A explicação está na vulnerabilidade do tecido cerebral na infância e adolescência. Nessa fase, o córtex pré-frontal, responsável por funções como tomada de decisões e controle da impulsividade, não está totalmente formado. Ele só completa o amadurecimento ao redor dos 25 anos de idade. Isso é muito mais tarde do que as áreas encarregadas do processamento das emoções.
Por isso, médicos como o pediatra Dr. Rod Rassekh afirmam que é imprescindível contar com um médico no acompanhamento de crianças e adolescentes que fazem o uso de cannabis medicinal. Apenas com a dosagem correta — e a medicação correta — esses riscos podem ser mitigados. Segundo ele, nenhum óleo é igual, o que faz com que a orientação adequada seja de extrema importância.
FAQ
A maconha medicinal pode ser usada na pediatria?
Sim.

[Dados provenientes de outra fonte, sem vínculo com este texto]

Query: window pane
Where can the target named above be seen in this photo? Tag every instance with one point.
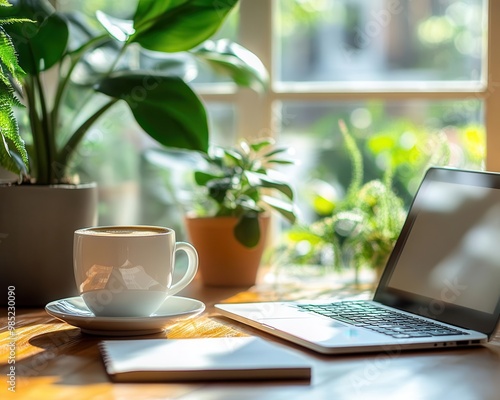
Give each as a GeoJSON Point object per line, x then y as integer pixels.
{"type": "Point", "coordinates": [407, 136]}
{"type": "Point", "coordinates": [381, 40]}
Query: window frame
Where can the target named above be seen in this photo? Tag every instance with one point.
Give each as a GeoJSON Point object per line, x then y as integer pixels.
{"type": "Point", "coordinates": [260, 116]}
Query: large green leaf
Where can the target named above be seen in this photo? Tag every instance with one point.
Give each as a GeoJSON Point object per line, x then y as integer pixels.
{"type": "Point", "coordinates": [39, 45]}
{"type": "Point", "coordinates": [9, 133]}
{"type": "Point", "coordinates": [231, 59]}
{"type": "Point", "coordinates": [178, 25]}
{"type": "Point", "coordinates": [165, 107]}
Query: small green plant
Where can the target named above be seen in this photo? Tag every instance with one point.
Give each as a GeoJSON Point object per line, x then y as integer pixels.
{"type": "Point", "coordinates": [241, 182]}
{"type": "Point", "coordinates": [362, 228]}
{"type": "Point", "coordinates": [9, 68]}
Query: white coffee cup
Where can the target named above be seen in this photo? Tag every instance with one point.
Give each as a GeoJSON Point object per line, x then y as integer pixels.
{"type": "Point", "coordinates": [127, 271]}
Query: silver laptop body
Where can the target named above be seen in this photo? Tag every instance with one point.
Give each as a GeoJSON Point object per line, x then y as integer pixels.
{"type": "Point", "coordinates": [443, 277]}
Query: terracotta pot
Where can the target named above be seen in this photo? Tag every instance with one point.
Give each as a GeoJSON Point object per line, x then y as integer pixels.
{"type": "Point", "coordinates": [223, 260]}
{"type": "Point", "coordinates": [37, 224]}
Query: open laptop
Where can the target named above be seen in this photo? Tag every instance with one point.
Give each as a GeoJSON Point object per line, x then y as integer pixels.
{"type": "Point", "coordinates": [440, 287]}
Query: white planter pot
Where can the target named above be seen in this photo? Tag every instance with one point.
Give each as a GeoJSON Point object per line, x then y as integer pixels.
{"type": "Point", "coordinates": [36, 239]}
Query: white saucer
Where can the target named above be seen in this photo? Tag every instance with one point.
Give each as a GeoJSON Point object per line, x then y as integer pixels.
{"type": "Point", "coordinates": [74, 311]}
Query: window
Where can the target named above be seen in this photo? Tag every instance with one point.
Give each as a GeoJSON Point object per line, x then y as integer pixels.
{"type": "Point", "coordinates": [402, 74]}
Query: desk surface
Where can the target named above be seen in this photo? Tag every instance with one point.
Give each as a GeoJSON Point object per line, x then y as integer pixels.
{"type": "Point", "coordinates": [56, 361]}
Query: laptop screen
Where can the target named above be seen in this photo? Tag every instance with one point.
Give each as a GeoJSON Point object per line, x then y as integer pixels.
{"type": "Point", "coordinates": [446, 263]}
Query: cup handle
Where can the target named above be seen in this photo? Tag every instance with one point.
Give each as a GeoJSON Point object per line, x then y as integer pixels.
{"type": "Point", "coordinates": [192, 267]}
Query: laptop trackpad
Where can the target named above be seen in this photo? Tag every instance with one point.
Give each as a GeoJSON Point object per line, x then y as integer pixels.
{"type": "Point", "coordinates": [320, 330]}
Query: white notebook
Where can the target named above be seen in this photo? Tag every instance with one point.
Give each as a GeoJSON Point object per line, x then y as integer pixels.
{"type": "Point", "coordinates": [234, 358]}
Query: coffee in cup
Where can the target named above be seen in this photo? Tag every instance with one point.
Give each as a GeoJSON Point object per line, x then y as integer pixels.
{"type": "Point", "coordinates": [127, 271]}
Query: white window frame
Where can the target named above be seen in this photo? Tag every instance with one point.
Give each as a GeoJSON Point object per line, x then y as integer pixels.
{"type": "Point", "coordinates": [257, 116]}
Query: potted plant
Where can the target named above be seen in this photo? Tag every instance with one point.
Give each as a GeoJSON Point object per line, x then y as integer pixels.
{"type": "Point", "coordinates": [74, 74]}
{"type": "Point", "coordinates": [9, 69]}
{"type": "Point", "coordinates": [238, 187]}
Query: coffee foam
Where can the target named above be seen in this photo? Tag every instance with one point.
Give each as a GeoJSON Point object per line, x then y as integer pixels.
{"type": "Point", "coordinates": [124, 231]}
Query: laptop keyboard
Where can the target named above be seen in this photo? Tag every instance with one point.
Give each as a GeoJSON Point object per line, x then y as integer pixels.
{"type": "Point", "coordinates": [381, 320]}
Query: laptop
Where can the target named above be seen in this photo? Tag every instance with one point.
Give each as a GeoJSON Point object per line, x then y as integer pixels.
{"type": "Point", "coordinates": [440, 287]}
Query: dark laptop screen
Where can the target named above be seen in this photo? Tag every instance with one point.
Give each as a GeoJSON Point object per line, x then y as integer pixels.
{"type": "Point", "coordinates": [446, 263]}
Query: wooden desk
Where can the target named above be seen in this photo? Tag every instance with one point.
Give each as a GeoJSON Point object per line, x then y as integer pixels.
{"type": "Point", "coordinates": [55, 361]}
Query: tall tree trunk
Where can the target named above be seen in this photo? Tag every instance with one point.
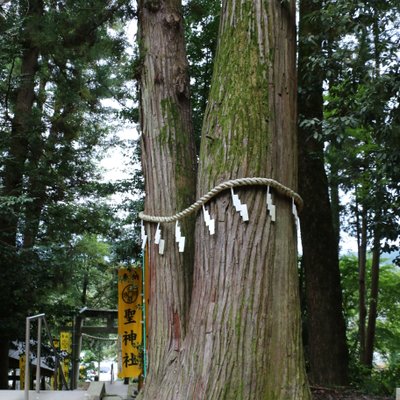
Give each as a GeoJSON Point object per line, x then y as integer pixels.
{"type": "Point", "coordinates": [244, 338]}
{"type": "Point", "coordinates": [13, 177]}
{"type": "Point", "coordinates": [326, 331]}
{"type": "Point", "coordinates": [373, 300]}
{"type": "Point", "coordinates": [362, 266]}
{"type": "Point", "coordinates": [169, 167]}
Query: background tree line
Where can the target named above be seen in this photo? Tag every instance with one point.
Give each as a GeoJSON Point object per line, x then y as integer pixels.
{"type": "Point", "coordinates": [60, 58]}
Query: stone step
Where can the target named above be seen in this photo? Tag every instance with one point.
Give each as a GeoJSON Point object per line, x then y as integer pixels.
{"type": "Point", "coordinates": [43, 395]}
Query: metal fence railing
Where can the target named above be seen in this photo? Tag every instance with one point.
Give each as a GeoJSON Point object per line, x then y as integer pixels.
{"type": "Point", "coordinates": [41, 318]}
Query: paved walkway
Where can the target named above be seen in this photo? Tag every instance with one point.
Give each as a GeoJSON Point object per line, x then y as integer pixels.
{"type": "Point", "coordinates": [43, 395]}
{"type": "Point", "coordinates": [116, 388]}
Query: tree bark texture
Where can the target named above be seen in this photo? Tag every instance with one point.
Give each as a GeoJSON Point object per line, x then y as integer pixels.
{"type": "Point", "coordinates": [169, 167]}
{"type": "Point", "coordinates": [243, 339]}
{"type": "Point", "coordinates": [13, 178]}
{"type": "Point", "coordinates": [373, 299]}
{"type": "Point", "coordinates": [326, 332]}
{"type": "Point", "coordinates": [362, 267]}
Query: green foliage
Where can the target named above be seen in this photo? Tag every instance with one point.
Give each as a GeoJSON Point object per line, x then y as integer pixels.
{"type": "Point", "coordinates": [61, 209]}
{"type": "Point", "coordinates": [382, 378]}
{"type": "Point", "coordinates": [201, 29]}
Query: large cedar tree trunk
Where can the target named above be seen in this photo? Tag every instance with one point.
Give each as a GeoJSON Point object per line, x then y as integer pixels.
{"type": "Point", "coordinates": [327, 347]}
{"type": "Point", "coordinates": [243, 339]}
{"type": "Point", "coordinates": [13, 179]}
{"type": "Point", "coordinates": [169, 167]}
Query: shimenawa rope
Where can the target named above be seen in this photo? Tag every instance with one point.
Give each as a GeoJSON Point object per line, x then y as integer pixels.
{"type": "Point", "coordinates": [282, 189]}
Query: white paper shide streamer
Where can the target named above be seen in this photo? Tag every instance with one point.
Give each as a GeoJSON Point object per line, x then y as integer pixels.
{"type": "Point", "coordinates": [210, 222]}
{"type": "Point", "coordinates": [143, 235]}
{"type": "Point", "coordinates": [271, 207]}
{"type": "Point", "coordinates": [295, 213]}
{"type": "Point", "coordinates": [240, 208]}
{"type": "Point", "coordinates": [179, 238]}
{"type": "Point", "coordinates": [158, 240]}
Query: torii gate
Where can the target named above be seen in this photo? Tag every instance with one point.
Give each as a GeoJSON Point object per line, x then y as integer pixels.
{"type": "Point", "coordinates": [78, 328]}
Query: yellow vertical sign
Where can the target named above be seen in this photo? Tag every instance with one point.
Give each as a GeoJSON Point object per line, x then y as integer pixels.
{"type": "Point", "coordinates": [130, 321]}
{"type": "Point", "coordinates": [66, 347]}
{"type": "Point", "coordinates": [22, 362]}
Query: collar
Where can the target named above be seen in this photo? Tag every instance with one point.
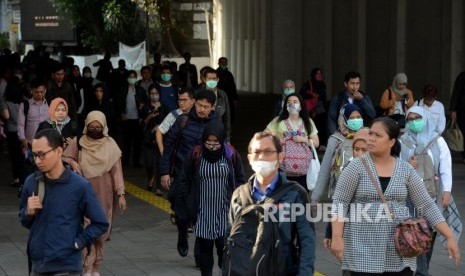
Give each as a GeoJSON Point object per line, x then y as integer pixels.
{"type": "Point", "coordinates": [257, 193]}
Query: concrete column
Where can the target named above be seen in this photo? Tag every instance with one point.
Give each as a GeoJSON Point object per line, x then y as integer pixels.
{"type": "Point", "coordinates": [400, 35]}
{"type": "Point", "coordinates": [457, 45]}
{"type": "Point", "coordinates": [361, 40]}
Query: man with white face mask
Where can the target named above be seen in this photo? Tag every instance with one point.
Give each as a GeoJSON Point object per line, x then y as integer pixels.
{"type": "Point", "coordinates": [268, 182]}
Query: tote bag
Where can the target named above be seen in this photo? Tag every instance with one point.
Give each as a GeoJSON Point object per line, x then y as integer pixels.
{"type": "Point", "coordinates": [313, 169]}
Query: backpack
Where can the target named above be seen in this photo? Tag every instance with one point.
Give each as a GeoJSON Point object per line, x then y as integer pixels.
{"type": "Point", "coordinates": [426, 168]}
{"type": "Point", "coordinates": [253, 246]}
{"type": "Point", "coordinates": [342, 155]}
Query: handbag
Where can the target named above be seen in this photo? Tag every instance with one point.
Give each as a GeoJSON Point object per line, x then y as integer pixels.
{"type": "Point", "coordinates": [453, 136]}
{"type": "Point", "coordinates": [412, 236]}
{"type": "Point", "coordinates": [297, 156]}
{"type": "Point", "coordinates": [313, 169]}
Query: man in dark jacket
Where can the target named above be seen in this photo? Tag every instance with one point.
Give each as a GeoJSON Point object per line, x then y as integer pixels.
{"type": "Point", "coordinates": [228, 85]}
{"type": "Point", "coordinates": [353, 95]}
{"type": "Point", "coordinates": [188, 73]}
{"type": "Point", "coordinates": [53, 205]}
{"type": "Point", "coordinates": [265, 155]}
{"type": "Point", "coordinates": [183, 136]}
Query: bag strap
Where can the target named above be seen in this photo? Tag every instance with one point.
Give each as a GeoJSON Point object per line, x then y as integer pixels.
{"type": "Point", "coordinates": [373, 180]}
{"type": "Point", "coordinates": [315, 156]}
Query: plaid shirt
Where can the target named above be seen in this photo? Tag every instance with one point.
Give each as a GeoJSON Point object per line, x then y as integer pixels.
{"type": "Point", "coordinates": [369, 246]}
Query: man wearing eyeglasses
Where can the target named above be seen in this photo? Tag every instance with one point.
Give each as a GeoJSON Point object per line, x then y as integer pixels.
{"type": "Point", "coordinates": [265, 155]}
{"type": "Point", "coordinates": [54, 202]}
{"type": "Point", "coordinates": [184, 135]}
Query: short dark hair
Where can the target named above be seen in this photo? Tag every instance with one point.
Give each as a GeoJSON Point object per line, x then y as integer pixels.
{"type": "Point", "coordinates": [54, 139]}
{"type": "Point", "coordinates": [393, 131]}
{"type": "Point", "coordinates": [58, 67]}
{"type": "Point", "coordinates": [38, 82]}
{"type": "Point", "coordinates": [189, 91]}
{"type": "Point", "coordinates": [204, 94]}
{"type": "Point", "coordinates": [264, 134]}
{"type": "Point", "coordinates": [430, 91]}
{"type": "Point", "coordinates": [209, 70]}
{"type": "Point", "coordinates": [132, 72]}
{"type": "Point", "coordinates": [166, 67]}
{"type": "Point", "coordinates": [145, 68]}
{"type": "Point", "coordinates": [352, 75]}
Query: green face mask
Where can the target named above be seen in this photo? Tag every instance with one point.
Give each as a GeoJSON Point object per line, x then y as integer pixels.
{"type": "Point", "coordinates": [416, 126]}
{"type": "Point", "coordinates": [166, 77]}
{"type": "Point", "coordinates": [355, 124]}
{"type": "Point", "coordinates": [288, 91]}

A maconha pode ser usada, sob prescrição médica, para pacientes pediátricos que necessitem de um tratamento adequado com a planta.
Em quais casos a cannabis medicinal para crianças pode ajudar?
O único uso de cannabis para crianças aprovado no Brasil é para epilepsia. Entretanto, existem pesquisas indicando a planta para sintomas do autismo, TDAH e diferentes tipos de câncer.
Quais as formas de tratamento com cannabis para crianças?
Normalmente, são usados óleos e tinturas. Mas outras opções, como comestíveis e adesivos transdermais, também podem ser prescritas.
Quais os riscos da cannabis para crianças?
Sem o acompanhamento adequado, a maconha pode causar problemas no desenvolvimento cerebral relacionados a dificuldades no aprendizado, falta de motivação, e até depressão e ansiedade.